More than 1,300 miles from New York, on the uninhabited island of West Caicos, a group of European investors is helping to pick up the pieces from the collapse of Lehman Brothers. The new developers bought Lehman’s stake in an unfinished luxury development called Molasses Reef in December, about four years after the bank’s failure set off a global financial crisis—and stranded more than 400 Chinese construction workers at the site with semibuilt condos and weed-clogged swimming pools.

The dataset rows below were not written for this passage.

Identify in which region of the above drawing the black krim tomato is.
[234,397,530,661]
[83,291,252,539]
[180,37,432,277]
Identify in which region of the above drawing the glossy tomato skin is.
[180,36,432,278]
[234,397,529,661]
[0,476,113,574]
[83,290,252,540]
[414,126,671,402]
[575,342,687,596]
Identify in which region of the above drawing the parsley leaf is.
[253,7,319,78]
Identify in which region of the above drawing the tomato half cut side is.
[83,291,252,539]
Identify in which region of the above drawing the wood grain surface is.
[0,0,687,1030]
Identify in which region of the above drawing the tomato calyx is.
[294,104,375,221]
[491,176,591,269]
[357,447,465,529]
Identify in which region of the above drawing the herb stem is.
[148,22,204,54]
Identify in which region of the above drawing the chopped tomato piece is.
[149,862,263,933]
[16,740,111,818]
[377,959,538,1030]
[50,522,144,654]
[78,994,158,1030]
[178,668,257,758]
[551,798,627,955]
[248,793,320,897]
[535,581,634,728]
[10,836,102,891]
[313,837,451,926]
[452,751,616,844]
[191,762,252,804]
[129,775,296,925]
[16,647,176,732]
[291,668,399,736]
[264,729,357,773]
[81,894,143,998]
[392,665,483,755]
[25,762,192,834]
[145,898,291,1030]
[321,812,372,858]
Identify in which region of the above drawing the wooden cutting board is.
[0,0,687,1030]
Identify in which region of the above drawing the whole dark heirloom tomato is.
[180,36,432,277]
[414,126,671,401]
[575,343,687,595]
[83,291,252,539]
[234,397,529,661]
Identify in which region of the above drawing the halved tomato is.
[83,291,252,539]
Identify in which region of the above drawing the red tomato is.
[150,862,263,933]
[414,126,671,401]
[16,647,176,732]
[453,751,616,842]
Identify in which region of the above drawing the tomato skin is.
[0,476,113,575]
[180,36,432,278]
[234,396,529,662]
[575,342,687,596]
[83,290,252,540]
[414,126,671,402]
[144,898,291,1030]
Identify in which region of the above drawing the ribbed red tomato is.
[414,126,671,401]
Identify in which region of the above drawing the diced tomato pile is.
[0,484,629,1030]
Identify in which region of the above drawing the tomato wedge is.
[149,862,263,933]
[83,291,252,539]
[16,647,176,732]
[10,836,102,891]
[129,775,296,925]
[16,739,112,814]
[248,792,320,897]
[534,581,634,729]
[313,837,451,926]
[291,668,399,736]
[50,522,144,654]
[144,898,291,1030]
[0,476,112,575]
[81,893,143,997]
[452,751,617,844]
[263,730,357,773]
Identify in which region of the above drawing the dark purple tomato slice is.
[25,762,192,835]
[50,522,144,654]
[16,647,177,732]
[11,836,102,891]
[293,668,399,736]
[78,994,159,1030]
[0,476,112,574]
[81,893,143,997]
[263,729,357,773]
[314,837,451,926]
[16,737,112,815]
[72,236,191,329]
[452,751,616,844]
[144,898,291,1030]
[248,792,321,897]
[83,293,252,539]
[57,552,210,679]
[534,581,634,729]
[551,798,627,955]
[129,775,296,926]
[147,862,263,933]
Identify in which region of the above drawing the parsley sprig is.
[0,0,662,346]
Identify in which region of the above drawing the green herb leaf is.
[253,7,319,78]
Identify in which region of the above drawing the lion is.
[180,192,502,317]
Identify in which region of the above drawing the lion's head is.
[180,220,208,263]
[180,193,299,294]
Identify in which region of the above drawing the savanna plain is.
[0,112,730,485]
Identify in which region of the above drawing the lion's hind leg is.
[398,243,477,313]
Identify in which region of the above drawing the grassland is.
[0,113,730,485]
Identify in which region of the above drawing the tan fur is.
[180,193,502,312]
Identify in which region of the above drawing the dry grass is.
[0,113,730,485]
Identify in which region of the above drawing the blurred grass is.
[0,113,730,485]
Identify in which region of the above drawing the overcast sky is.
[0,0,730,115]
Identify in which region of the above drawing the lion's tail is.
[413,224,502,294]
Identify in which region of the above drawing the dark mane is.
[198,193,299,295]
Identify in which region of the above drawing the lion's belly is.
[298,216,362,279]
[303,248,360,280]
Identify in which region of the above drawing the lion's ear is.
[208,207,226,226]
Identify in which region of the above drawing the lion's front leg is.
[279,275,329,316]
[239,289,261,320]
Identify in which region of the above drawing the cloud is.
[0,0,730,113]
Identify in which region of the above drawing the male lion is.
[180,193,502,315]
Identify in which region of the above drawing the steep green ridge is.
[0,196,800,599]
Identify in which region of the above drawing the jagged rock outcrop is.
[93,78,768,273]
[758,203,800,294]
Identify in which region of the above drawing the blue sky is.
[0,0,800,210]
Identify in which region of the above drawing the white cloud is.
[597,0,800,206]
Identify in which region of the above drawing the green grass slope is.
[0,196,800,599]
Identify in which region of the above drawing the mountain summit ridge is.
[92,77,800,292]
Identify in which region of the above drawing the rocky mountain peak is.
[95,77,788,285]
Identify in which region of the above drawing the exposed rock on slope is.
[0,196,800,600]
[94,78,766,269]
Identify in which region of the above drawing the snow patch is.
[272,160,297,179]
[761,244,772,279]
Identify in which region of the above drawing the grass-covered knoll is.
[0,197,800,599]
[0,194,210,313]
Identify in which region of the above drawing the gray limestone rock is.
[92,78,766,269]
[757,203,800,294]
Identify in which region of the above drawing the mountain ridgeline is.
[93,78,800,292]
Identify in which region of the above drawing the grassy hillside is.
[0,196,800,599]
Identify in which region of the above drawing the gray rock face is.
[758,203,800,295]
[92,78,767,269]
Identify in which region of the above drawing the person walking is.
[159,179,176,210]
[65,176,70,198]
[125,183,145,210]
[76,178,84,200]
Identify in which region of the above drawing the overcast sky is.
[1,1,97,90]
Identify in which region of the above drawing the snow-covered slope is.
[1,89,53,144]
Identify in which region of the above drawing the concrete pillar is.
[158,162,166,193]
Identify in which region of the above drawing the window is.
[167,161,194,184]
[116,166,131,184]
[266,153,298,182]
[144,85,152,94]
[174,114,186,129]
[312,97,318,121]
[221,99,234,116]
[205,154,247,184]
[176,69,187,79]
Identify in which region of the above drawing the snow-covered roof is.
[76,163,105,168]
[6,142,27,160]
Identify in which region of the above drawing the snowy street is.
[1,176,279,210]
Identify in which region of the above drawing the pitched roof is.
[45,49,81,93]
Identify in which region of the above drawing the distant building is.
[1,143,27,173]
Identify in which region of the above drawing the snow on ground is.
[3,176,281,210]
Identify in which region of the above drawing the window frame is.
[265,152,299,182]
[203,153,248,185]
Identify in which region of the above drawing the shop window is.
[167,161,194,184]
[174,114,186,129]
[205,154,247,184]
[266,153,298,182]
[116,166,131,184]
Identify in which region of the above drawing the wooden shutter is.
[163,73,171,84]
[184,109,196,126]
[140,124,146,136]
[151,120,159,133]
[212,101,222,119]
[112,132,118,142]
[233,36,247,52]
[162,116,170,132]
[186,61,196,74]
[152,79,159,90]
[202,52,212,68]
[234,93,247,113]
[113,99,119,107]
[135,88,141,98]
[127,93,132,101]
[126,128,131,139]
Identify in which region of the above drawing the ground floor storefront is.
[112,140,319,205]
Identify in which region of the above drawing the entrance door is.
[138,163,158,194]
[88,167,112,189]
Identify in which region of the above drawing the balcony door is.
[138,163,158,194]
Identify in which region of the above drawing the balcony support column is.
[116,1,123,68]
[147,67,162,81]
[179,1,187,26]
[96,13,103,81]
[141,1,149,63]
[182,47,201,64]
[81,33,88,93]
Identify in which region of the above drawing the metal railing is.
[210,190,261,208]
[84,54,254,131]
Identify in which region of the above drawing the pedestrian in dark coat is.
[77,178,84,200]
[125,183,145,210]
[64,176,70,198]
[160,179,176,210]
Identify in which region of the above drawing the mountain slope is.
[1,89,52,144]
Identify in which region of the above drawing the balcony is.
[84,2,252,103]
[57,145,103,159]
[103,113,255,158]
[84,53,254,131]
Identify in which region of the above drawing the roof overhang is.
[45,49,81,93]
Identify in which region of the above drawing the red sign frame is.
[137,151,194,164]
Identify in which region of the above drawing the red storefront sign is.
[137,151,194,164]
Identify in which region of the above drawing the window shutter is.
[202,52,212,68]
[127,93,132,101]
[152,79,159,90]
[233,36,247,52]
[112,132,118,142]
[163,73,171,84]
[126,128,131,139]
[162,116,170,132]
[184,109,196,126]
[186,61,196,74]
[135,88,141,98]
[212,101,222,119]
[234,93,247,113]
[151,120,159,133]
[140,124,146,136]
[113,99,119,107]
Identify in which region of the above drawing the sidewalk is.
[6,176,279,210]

Lehman, once the world’s fourth-largest investment bank, put up the majority of the money for Molasses Reef as part of its expansion into real estate before filing the biggest bankruptcy in U.S. history in September 2008. In the wake of its exit from court protection last year, Lehman is liquidating properties, including condos in Hawaii and office towers in Detroit. Lehman has paid more than $32 billion to creditors so far. It said in December that it raised $3.9 billion in the quarter ended Sept. 30 and another $1.6 billion in October and November, while its $6.5 billion sale of apartment owner Archstone is due to close by March 26.
The names of the purchasers of Lehman’s stake in the West Caicos project, and the price they paid, haven’t been disclosed. They were advised by Kew Capital, a London-based firm started by two former Credit Suisse (CS) executives in 2008 to advise Russian steel magnates Alexander Abramov and Alexander Frolov on how to manage “several billion dollars” of their wealth, Dow Jones (NWS) reported at the time. “The investment reflects our conviction that Turks and Caicos Islands has a great tourism base and has enormous further tourism potential,” Kew Capital said in a Dec. 14 statement. Kimberly Macleod, a spokeswoman for Lehman, declined to comment on the sale.
Building at Molasses Reef—a mix of condos, hotel suites, and parcels for homes—is expected to resume this year. Construction came to a standstill in 2008, when the project was about 70 percent complete. Some Chinese construction workers held their bosses hostage when an anticipated Lehman loan didn’t materialize and wages they were owed weren’t paid. The standoff ended after a week, when the workers got their money.
More than four years later, the cement shell of a hotel with views across turquoise water is mostly intact. Birds have built nests on the rooftops of some of the 30 unfinished condos, originally marketed from $2.5 million to $5.5 million, that line a stretch of beach on the island northeast of Cuba. About $300 million has been put into the project so far, with $200 million of that coming from Lehman, according to Matt McDonald, director of Logwood Development, the original developer, which has sold most of its interest to the European investors. McDonald estimates it will take about $130 million more to complete. “It’s always been a unique project,” he says.
Molasses Reef may signal a revival of Caribbean construction, says Andy Wimsatt, senior vice president of investment properties at CBRE (CBG) and a former manager of the West Caicos project. “Investors now view Caribbean resorts as having hit bottom and improving,” he says. “When the residential market there begins to warm up—and we’re in the early stages of that now—you’ll see a lot more activity.”